KnightNine commented 2 months ago

@RadiantUwU OK NEVERMIND, I tried using my own logger program (which writes to a file) to see why it was crashing (since adding print calls, modifying the range() value, or changing what was added to the label drastically changed the frequency of the crashes.) and I found that it was actually deadlocking when awaiting on the process_frame to re-merge into the main thread and had nothing to do with the await self.thread_frame. I was completely incorrect.😔

I don't want to celebrate too early but this seems to work reliably now!
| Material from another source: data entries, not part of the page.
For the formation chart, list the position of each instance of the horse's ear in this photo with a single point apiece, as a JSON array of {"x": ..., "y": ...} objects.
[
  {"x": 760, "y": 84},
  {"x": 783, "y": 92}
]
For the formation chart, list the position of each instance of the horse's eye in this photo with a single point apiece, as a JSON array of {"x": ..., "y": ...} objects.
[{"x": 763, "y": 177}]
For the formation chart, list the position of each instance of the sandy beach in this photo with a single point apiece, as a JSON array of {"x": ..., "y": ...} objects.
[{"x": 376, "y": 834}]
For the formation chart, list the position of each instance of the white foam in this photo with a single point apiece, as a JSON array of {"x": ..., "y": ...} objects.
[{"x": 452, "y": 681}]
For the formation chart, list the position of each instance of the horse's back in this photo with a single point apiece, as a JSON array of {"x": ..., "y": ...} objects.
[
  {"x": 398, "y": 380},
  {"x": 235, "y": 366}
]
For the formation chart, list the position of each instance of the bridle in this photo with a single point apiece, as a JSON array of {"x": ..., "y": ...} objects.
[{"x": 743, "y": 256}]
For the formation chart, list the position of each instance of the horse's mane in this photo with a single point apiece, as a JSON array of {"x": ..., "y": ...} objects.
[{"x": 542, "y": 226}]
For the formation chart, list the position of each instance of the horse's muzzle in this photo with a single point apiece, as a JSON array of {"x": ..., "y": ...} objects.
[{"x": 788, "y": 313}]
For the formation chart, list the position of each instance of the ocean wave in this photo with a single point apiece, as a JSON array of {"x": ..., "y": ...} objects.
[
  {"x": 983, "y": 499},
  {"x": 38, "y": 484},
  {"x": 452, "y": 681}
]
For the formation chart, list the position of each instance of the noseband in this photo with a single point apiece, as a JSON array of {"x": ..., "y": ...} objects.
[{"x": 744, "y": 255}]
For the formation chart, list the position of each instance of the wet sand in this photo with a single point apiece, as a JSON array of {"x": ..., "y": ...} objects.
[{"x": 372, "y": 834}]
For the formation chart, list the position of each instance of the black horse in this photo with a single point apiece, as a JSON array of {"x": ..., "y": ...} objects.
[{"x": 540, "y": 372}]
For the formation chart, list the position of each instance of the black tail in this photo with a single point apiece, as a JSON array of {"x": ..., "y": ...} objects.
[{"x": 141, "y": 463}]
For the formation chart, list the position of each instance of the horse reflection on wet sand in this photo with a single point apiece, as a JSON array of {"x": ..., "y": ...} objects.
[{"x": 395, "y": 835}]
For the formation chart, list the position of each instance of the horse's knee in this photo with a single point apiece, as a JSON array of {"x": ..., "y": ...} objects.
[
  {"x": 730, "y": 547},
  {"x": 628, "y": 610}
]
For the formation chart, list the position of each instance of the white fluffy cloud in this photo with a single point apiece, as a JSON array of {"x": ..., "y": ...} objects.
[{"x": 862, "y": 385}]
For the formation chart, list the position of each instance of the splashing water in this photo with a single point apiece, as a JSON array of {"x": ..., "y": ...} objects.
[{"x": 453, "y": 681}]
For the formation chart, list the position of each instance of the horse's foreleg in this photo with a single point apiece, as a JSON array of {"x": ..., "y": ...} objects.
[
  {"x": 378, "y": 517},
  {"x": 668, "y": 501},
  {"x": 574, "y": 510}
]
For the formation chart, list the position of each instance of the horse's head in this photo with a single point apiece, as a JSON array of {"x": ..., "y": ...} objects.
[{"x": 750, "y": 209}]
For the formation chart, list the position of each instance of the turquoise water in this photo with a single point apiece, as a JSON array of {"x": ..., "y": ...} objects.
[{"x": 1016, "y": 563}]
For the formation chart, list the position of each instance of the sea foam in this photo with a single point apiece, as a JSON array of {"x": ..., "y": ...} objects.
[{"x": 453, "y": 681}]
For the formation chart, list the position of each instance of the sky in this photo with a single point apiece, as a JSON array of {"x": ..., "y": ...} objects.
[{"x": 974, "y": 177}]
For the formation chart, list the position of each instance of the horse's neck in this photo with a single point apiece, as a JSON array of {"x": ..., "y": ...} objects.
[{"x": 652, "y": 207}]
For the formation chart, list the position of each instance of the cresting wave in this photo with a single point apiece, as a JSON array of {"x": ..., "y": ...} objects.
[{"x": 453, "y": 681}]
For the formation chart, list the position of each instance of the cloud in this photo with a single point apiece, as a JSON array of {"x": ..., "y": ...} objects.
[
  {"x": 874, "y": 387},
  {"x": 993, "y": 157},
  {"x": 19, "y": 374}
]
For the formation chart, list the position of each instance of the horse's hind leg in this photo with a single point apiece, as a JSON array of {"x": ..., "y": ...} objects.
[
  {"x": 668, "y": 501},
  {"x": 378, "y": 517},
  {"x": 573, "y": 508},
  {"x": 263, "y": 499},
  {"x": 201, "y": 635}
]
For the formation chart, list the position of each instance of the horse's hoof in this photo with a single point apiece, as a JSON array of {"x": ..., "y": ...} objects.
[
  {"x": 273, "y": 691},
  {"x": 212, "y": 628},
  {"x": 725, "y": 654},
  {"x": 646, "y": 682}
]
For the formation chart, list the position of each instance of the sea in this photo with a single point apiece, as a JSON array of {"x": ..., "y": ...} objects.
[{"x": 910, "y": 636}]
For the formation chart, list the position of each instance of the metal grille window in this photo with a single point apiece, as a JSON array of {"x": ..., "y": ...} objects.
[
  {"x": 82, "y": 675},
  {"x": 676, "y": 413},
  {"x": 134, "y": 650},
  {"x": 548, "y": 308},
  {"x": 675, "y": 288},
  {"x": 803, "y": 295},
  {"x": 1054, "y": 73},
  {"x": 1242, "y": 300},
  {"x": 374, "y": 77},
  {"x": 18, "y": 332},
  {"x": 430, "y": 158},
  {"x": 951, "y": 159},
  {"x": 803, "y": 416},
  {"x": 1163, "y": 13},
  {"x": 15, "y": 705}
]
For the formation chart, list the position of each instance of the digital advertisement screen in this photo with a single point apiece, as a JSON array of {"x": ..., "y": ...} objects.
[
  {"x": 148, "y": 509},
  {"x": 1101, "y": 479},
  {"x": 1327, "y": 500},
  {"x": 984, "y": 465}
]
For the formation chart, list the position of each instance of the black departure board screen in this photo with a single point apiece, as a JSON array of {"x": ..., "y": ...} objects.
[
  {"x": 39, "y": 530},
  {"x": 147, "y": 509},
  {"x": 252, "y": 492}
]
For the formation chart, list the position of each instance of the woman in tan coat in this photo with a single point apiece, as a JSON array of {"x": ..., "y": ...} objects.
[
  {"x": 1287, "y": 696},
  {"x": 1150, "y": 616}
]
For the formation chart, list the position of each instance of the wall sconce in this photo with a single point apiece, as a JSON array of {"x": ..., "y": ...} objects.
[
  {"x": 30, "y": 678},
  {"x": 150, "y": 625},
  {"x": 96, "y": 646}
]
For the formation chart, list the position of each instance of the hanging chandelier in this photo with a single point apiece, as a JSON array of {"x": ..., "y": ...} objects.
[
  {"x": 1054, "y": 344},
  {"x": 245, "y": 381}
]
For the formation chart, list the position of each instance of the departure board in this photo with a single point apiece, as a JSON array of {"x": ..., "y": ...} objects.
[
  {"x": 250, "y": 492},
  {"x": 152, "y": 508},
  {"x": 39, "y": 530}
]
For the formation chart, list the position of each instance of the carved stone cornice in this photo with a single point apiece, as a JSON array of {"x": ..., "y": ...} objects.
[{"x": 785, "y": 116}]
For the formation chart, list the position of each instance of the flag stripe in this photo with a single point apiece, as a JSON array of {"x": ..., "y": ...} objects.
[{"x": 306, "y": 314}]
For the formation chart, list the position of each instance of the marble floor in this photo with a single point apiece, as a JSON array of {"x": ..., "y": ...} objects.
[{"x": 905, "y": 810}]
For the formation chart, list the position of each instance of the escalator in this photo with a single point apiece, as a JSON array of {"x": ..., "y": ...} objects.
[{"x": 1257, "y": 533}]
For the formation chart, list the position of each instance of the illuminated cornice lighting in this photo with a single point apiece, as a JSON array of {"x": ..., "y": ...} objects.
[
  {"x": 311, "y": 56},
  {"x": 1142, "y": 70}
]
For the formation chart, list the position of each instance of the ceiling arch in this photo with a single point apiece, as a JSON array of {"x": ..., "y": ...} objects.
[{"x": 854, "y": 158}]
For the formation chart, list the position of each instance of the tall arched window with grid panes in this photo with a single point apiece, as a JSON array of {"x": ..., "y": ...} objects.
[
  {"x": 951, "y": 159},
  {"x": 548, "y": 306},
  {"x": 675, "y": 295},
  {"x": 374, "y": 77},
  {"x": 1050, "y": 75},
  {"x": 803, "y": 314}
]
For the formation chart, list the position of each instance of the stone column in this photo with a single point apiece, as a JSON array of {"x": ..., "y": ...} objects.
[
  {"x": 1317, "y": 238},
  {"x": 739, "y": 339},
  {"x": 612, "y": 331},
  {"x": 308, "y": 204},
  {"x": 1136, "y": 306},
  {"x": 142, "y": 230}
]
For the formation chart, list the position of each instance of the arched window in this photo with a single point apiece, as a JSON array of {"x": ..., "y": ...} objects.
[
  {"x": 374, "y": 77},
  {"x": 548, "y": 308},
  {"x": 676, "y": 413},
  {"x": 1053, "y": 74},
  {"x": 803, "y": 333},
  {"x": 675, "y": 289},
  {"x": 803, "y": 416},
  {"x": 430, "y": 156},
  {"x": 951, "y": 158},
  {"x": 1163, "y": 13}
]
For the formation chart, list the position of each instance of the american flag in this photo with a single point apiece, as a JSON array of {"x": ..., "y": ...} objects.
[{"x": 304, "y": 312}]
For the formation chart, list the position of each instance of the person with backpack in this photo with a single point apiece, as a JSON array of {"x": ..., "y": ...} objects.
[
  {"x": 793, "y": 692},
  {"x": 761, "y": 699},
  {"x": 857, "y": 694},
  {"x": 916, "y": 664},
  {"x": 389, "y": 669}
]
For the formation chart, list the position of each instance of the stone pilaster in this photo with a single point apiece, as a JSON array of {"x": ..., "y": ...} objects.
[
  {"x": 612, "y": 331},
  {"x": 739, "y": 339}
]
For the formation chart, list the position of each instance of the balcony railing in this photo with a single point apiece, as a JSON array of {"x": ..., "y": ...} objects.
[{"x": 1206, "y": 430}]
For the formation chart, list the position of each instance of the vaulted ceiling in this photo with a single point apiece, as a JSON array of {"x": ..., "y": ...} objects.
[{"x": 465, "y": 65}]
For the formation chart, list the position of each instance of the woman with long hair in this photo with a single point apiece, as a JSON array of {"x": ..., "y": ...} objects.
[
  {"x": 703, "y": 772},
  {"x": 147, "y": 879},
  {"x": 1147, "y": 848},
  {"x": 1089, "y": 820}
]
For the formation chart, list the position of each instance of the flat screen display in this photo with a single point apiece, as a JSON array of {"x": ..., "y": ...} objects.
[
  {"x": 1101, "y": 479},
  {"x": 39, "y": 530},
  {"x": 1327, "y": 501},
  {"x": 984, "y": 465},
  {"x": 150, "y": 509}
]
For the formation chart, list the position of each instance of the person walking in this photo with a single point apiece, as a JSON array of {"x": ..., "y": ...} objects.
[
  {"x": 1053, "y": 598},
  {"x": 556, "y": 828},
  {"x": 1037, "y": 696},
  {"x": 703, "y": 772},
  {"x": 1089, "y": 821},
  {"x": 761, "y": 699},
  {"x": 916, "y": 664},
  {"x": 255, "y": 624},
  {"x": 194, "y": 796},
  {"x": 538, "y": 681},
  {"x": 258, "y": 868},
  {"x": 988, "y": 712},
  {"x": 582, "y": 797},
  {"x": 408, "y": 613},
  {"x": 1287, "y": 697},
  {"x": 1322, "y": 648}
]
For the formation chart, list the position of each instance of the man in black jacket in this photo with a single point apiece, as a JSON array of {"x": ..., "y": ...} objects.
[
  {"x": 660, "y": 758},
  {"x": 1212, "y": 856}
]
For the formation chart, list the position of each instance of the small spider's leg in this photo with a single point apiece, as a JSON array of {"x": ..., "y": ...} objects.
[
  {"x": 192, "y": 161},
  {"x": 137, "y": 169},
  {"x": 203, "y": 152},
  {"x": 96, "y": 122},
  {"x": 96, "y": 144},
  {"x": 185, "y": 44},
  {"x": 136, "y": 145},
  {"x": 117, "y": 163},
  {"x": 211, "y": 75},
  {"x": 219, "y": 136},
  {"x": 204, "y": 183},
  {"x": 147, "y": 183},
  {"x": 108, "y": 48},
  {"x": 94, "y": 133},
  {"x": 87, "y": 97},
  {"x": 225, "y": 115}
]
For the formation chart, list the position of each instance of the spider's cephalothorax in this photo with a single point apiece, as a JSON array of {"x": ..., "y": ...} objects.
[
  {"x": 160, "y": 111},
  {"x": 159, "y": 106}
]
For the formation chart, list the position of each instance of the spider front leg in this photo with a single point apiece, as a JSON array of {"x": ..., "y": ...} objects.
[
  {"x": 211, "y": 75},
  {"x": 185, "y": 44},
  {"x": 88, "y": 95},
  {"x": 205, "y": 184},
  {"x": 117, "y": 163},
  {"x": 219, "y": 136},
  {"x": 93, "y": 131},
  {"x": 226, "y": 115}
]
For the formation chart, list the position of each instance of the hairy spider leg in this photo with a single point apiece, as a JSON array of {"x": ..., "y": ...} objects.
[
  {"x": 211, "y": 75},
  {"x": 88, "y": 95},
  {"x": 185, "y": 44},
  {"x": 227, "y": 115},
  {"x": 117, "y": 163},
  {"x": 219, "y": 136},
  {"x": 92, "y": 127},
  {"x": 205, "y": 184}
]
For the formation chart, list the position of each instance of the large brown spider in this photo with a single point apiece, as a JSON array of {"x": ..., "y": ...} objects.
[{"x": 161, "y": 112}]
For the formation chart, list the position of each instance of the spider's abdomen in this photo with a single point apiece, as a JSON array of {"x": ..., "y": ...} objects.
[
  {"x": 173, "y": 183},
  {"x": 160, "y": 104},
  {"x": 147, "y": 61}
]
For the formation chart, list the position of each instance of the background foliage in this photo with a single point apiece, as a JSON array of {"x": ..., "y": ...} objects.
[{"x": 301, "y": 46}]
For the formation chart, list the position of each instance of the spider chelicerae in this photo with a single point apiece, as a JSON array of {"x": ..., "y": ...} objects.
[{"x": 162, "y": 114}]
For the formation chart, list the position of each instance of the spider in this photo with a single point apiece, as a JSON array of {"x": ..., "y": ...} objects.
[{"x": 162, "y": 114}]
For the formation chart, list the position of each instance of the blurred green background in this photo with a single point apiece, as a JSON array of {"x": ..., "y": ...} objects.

Cleaned up the code and removed what was unnecessary:

#optional label to show thread progress without std_out
@onready var label = get_node("RichTextLabel")

var thread = Thread.new()
var semaphore = Semaphore.new()
var thread_active = true
signal thread_frame()
signal thread_finished()

var semaphore_counter = 0
var process_mut = Mutex.new()

signal re_merge_process_frame()
func _process(delta):

    if awaiting_process_frame:
        process_mut.lock()
        emit_signal("re_merge_process_frame")
        process_mut.unlock()

func thread_process():
    Thread.set_thread_safety_checks_enabled(false)
    while thread_active:
        semaphore_counter+=1
        semaphore.wait()

        emit_signal("thread_frame")

func reattach_to_thread():
    var id = thread.get_id()
    #if not already in thread
    if OS.get_thread_caller_id() != int(id):

        call_deferred("delayed_unlocker")
        #this merges/hooks the function into the thread (awaiting on anything adds the code being run to whatever thread is being awaited on)
        await self.thread_frame

    else:
        pass

var awaiting_process_frame = false
func safe_merge_with_main_thread():
    process_mut.lock()
    awaiting_process_frame = true
    #can't await on process frame here so call_deferred_thread_group() is used instead
    call_deferred_thread_group("delayed_unlocker2")
    await re_merge_process_frame
    awaiting_process_frame = false

#delayed unlockers make their call after the await call.
func delayed_unlocker():
    #on semaphore.post(), the thread is "released" to emit a signal
    semaphore_counter -= 1
    semaphore.post()

func delayed_unlocker2():
    process_mut.unlock()

Two major changes are that I found a use for call_deferred_thread_group() and the other is that I needed to use an alternate signal to hook back into the main thread.